Este relato corto es un ejemplo de crecimiento personal que podría haber llegado un poco antes de haber contado con la información adecuada. Los esfuerzos que hacemos en nuestra vida se vuelven inútiles si antes no hemos definido bien nuestro destino. Pero…
¿Qué le pasó a Roberto?
Aquella mañana Roberto no pudo desayunar. Mientras se anudaba la corbata frente al espejo, una desagradable sensación procedente del estómago iba instalándose en su garganta. No era la primera vez que se sentía así.
Agradeció estar solo. Cristina y sus dos hijos ya se habían ido a trabajar y a la facultad. Tuvo un momento de zozobra.
Se había anudado la corbata cientos de veces a lo largo de su vida, pero por alguna razón aquel nudo se le resistía, su cabeza estaba en otra parte.

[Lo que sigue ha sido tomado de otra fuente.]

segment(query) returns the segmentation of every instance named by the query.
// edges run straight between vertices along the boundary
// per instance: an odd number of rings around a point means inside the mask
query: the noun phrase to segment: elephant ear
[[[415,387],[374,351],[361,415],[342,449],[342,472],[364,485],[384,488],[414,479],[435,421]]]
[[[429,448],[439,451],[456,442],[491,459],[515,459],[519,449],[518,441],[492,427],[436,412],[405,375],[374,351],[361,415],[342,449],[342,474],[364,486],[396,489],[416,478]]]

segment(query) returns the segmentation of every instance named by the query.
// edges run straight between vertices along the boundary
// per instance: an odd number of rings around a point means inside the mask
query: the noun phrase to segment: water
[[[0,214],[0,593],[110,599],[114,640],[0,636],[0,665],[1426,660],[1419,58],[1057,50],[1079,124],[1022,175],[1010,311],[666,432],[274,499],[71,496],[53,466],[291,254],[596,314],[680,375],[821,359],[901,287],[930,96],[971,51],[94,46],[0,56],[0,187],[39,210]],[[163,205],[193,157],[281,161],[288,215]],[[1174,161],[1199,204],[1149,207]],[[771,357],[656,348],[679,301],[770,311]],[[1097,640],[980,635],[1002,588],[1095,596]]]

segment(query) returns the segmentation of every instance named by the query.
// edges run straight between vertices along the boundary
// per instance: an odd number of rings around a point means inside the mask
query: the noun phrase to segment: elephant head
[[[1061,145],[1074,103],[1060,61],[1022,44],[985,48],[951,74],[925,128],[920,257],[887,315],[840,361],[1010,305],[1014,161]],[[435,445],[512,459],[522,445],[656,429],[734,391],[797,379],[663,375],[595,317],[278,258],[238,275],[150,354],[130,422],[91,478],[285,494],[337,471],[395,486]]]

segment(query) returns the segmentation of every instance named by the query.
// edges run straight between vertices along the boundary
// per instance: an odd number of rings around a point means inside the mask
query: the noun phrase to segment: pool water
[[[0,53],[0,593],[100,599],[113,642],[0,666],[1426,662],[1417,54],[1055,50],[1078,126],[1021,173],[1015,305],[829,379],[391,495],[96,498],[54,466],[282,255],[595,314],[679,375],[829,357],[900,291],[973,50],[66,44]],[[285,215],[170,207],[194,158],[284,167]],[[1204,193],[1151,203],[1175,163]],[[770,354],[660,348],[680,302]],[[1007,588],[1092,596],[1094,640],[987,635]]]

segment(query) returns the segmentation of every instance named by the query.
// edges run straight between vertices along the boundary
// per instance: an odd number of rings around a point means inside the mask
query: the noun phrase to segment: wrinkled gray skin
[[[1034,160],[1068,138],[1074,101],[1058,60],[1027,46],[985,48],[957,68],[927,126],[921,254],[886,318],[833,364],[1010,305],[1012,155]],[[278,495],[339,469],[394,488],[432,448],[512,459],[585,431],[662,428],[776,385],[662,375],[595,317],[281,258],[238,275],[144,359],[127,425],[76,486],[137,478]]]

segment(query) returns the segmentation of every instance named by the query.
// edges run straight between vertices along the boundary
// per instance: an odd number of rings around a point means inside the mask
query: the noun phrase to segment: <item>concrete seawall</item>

Desistió y se sentó en la cama. Era una cama enorme, muy cómoda, acorde con el resto de la casa. Cerró los ojos y respiró profundamente como había aprendido a hacer en aquel taller de meditación al que le obligó a ir su mujer. Detestaba reconocerlo, pero si lo hacía bien, las pulsaciones comenzaban a bajar y la presión del pecho disminuía.
El nombramiento no se produciría hasta las once de la mañana, por lo que el consejo de administración le había pedido que se quedase en casa hasta entonces.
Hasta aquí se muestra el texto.